SOLOBALAPAN.COM – Persebaya Surabaya tengah menghadapi periode sulit di BRI Super League 2025/2026.
Dimana klub kebanggaan warga Surabaya ini mencatatkan tiga laga tanpa kemenangan dan terdampar di posisi ke-10 klasemen sementara dengan 11 poin.
Kekalahan dari Persija Jakarta (1-3) dan hasil imbang kontra PSBS Biak akhir pekan lalu menjadi puncak kekecewaan suporter Bonek.
Sebagai kapten, Bruno Moreira kini memikul tanggung jawab berat untuk membangkitkan kembali mental juang rekan-rekannya menjelang duel penting melawan Persis Solo di pekan ke-11. Kemenangan di kandang adalah harga mati bagi Green Force.
Kepemimpinan Bruno dan Fokus Pelatih Eduardo Perez
Pemain asal Brasil ini tidak hanya dituntut mencetak gol (ia sudah mencetak 3 gol dan 1 assist dalam 8 penampilan), tetapi juga menjadi motor semangat di tengah tekanan suporter.
Bruno terlihat aktif memimpin, memberikan motivasi, dan memberikan contoh nyata sebagai pemain yang datang pertama dan pulang terakhir di sesi latihan.
Di bawah arahan pelatih Eduardo Perez, tim menjalani latihan intensif untuk memulihkan fisik dan menata kembali kepercayaan diri yang sempat menurun.
Eduardo Perez menegaskan dirinya memilih fokus bekerja daripada larut dalam kritik.
“Saya menghormati semua pendapat dan kritik. Tapi saya tidak membaca apa pun, saya hanya fokus bekerja untuk Persebaya 24 jam sehari,” tegas pelatih asal Spanyol itu.
Mental Baja Kunci Kemenangan Lawan Persis Solo
Persebaya Semarang, di tengah keterpurukannya, harus menghadapi Persis Solo (yang berada di posisi ke-17).
Namun, bagi Persebaya, mengalahkan Persis Solo di kandang adalah kunci utama untuk mengangkat moral seluruh skuad dan menenangkan Bonek.

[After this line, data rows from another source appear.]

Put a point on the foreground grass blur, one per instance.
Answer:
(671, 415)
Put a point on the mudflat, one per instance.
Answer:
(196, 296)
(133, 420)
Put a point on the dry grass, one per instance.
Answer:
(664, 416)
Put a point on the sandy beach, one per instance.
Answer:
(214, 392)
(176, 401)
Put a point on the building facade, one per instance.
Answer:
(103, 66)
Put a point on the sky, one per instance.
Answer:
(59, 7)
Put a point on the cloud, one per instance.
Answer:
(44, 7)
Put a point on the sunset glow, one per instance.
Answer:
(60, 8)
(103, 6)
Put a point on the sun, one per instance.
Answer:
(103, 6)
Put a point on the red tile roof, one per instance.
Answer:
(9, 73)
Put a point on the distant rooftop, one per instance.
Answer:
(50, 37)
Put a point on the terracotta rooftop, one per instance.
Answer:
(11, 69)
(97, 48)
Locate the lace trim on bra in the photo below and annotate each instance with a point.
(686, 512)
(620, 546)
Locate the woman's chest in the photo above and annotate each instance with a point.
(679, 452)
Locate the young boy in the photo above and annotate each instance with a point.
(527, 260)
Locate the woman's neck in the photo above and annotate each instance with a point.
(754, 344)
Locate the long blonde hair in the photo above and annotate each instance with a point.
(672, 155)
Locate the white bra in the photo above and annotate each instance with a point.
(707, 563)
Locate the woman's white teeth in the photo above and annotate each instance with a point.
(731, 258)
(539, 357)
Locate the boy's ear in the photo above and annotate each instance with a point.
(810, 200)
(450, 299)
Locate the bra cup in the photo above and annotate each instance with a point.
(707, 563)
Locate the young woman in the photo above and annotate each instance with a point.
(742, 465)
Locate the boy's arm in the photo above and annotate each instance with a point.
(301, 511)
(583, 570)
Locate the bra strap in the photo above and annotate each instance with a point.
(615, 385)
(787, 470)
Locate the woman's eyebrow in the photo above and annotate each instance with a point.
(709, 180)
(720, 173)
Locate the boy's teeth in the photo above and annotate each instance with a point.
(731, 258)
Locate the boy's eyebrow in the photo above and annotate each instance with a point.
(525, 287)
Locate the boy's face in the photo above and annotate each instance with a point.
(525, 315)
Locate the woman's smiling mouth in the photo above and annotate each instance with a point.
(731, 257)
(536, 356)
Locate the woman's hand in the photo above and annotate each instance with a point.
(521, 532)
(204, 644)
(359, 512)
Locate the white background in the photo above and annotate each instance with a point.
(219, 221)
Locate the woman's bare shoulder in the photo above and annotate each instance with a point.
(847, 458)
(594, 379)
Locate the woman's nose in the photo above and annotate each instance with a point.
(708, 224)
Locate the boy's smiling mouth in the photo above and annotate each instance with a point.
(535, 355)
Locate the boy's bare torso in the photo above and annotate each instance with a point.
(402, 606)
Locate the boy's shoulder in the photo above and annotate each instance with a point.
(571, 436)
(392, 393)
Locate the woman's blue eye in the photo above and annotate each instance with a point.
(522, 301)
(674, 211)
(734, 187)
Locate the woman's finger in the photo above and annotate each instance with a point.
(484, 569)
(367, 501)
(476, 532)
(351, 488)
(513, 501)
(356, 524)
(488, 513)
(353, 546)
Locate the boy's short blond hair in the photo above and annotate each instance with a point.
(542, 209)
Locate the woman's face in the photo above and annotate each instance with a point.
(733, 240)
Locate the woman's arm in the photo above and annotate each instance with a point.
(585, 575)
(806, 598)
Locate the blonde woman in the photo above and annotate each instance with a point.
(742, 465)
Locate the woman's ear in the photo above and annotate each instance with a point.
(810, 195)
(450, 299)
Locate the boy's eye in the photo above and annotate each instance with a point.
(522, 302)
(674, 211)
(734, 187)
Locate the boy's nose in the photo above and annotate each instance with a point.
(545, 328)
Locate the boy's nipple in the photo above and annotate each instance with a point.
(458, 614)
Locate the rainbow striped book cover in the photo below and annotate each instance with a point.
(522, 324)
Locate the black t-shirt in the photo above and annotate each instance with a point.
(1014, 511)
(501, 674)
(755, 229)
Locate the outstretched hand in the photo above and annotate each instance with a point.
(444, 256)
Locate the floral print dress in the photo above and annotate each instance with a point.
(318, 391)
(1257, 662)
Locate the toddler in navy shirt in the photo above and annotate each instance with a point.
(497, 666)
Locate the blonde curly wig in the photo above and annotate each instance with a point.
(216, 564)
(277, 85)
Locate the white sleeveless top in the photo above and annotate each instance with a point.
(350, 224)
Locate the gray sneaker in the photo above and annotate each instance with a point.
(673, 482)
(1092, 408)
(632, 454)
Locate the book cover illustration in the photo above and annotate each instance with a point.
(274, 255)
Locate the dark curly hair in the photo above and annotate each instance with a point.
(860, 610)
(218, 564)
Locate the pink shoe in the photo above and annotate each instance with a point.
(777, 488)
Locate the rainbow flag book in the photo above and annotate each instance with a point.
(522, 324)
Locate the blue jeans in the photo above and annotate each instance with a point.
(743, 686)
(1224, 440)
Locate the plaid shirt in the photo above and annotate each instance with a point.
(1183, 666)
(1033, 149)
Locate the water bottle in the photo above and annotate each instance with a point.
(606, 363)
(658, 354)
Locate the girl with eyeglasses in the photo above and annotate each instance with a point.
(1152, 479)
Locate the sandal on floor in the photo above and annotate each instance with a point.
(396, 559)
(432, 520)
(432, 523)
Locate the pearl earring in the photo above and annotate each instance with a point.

Bruno, dengan kepribadiannya yang tenang dan disiplin, dituntut menjadi jembatan antara pelatih dan pemain. Ia harus memastikan mental petarung Persebaya kembali muncul.
Tugas berat ini menanti sang kapten, ia harus membuktikan bahwa nilai pasarnya yang mencapai Rp 6,52 miliar tidak hanya diukur dari statistik, tetapi dari pengaruh besarnya dalam mengembalikan identitas Persebaya sebagai pejuang lapangan hijau.